Ein weiterer Unterschied zu den offenen Kopfhörern sind die magnetisch haftenden Ohrpolster des Sennheiser HD 820. Diese bestehen aus Kunstleder mit Mikrofaserfüllung und fallen spürbar dicker aus, was den Ohrabschluss und damit die passive Geräuschdämpfung begünstigen soll.
Ein angenehmer Anpressdruck, das geringe Gewicht von 360 Gramm und die weiche Polsterung sorgen bei mir für ein angenehmes Tragegefühl des Sennheiser-Kopfhörers. Selbst nach mehreren Stunden auf dem Kopf kann ich von keinen negativen Begleiterscheinungen berichten.

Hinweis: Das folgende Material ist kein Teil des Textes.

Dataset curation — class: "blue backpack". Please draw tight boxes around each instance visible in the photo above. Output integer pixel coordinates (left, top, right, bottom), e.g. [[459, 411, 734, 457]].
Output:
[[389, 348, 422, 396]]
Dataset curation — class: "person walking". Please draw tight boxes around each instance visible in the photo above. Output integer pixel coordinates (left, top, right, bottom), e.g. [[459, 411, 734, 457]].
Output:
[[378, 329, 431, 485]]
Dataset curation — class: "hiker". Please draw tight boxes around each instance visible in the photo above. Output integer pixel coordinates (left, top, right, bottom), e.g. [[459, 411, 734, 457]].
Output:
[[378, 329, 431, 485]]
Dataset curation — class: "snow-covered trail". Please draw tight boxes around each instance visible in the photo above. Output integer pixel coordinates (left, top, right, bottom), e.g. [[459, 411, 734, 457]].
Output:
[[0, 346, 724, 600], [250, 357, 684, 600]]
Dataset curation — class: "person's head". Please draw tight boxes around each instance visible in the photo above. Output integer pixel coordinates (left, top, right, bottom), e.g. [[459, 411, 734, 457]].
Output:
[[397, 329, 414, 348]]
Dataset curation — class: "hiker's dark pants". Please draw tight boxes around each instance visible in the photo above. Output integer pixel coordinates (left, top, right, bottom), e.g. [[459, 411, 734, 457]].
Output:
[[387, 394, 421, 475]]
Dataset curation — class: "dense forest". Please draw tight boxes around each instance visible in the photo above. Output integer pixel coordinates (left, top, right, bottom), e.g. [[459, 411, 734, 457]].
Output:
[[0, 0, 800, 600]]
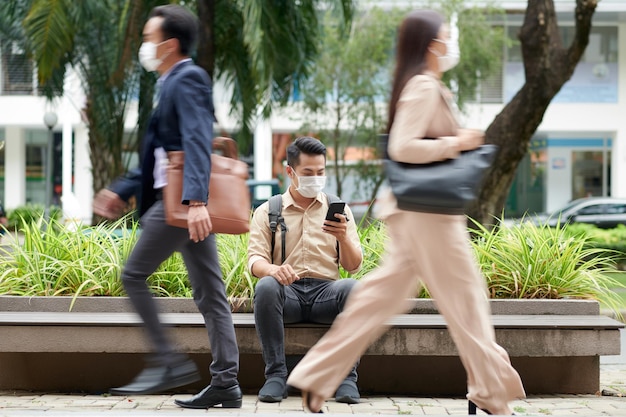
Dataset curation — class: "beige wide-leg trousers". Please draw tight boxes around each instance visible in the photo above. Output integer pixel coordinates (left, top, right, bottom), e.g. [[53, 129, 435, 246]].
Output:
[[287, 212, 525, 415]]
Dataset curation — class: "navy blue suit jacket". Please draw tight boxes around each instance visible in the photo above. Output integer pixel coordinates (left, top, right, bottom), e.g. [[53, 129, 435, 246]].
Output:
[[110, 62, 214, 215]]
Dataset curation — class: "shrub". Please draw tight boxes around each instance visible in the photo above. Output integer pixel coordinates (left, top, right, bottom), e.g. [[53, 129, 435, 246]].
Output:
[[472, 218, 622, 311], [0, 214, 623, 311]]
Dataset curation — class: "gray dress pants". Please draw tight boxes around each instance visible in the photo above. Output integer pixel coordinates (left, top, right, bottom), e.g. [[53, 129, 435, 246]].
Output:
[[254, 276, 358, 382], [122, 200, 239, 387]]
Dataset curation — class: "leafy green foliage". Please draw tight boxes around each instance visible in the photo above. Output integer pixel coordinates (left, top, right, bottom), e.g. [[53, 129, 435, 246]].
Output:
[[0, 214, 626, 311], [472, 222, 622, 311]]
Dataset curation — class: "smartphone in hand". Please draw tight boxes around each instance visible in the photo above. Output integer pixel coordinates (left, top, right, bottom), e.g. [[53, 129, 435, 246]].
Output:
[[326, 201, 346, 222]]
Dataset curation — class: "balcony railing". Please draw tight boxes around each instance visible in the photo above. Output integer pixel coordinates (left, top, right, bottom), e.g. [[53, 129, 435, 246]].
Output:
[[0, 42, 37, 95]]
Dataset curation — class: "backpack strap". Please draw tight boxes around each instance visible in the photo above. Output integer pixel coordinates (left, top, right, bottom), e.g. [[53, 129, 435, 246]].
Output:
[[267, 194, 289, 265]]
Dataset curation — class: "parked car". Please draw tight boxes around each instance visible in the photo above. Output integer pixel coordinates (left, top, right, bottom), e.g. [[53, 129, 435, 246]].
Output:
[[528, 197, 626, 229]]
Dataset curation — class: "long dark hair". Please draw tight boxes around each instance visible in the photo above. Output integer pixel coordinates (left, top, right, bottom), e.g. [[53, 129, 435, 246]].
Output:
[[387, 10, 444, 133]]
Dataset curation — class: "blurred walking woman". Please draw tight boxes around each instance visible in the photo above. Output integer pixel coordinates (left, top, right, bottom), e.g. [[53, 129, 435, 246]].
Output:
[[288, 10, 525, 415]]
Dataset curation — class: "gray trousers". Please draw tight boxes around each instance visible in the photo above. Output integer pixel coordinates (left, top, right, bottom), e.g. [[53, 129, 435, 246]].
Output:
[[122, 200, 239, 387], [254, 276, 358, 382]]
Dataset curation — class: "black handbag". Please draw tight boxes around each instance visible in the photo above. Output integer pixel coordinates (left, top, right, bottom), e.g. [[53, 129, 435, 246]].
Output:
[[380, 135, 498, 214]]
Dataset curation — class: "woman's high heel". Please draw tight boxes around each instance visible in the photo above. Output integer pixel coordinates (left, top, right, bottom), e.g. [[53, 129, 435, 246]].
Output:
[[467, 400, 515, 416], [467, 400, 491, 416], [302, 391, 324, 414]]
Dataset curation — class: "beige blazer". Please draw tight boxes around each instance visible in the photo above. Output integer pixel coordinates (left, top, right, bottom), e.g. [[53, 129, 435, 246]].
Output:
[[376, 74, 459, 219]]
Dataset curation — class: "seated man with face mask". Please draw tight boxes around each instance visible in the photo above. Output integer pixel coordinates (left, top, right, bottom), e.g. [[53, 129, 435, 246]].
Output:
[[248, 137, 363, 404]]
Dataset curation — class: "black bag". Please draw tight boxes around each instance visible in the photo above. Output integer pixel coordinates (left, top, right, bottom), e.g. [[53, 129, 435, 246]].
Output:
[[380, 135, 498, 214]]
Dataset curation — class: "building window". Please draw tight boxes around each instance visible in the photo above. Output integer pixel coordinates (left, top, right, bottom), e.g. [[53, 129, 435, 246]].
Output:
[[0, 41, 34, 95], [503, 25, 618, 103]]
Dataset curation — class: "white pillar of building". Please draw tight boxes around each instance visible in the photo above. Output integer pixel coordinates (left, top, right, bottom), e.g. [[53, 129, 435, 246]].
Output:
[[4, 126, 26, 210], [254, 116, 273, 199], [74, 123, 93, 224], [611, 22, 626, 197]]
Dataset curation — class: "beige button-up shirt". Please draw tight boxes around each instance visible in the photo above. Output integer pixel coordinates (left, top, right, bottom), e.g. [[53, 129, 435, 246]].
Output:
[[248, 190, 362, 280]]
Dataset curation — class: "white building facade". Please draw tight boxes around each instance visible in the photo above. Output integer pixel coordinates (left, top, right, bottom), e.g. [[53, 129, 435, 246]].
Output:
[[0, 0, 626, 222]]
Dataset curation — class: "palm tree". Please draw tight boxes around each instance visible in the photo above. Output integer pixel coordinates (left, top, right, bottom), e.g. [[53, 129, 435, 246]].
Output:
[[196, 0, 355, 147], [0, 0, 353, 214]]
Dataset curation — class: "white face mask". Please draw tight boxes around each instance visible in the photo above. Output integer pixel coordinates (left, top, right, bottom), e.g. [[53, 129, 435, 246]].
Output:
[[430, 39, 461, 72], [293, 170, 326, 198], [139, 42, 163, 72]]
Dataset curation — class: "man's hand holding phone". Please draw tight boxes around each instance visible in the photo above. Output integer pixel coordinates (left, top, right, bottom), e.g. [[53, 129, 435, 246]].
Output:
[[322, 201, 348, 241]]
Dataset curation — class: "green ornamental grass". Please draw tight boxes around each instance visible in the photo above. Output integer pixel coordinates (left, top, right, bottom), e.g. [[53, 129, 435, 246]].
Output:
[[0, 217, 626, 312], [472, 222, 623, 311]]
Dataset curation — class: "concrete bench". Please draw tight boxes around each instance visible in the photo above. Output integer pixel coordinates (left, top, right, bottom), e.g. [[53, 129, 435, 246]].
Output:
[[0, 297, 623, 395]]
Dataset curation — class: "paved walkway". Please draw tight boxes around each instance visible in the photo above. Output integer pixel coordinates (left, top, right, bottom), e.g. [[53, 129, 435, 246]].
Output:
[[0, 361, 626, 417]]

Für den perfekten Ohrabschluss und die richtige Bassentwicklung ist trotzdem etwas Feingefühl gefragt. Nach kurzem hin- und herrücken scheint der Idealpunkt erreicht und die Außengeräuschdämpfung stellt sich spürbar ein. Damit ist der Sennheiser HD 820 in der Theorie für den Einsatz im Freien geeignet – ein leistungsstarker Verstärker vorausgesetzt.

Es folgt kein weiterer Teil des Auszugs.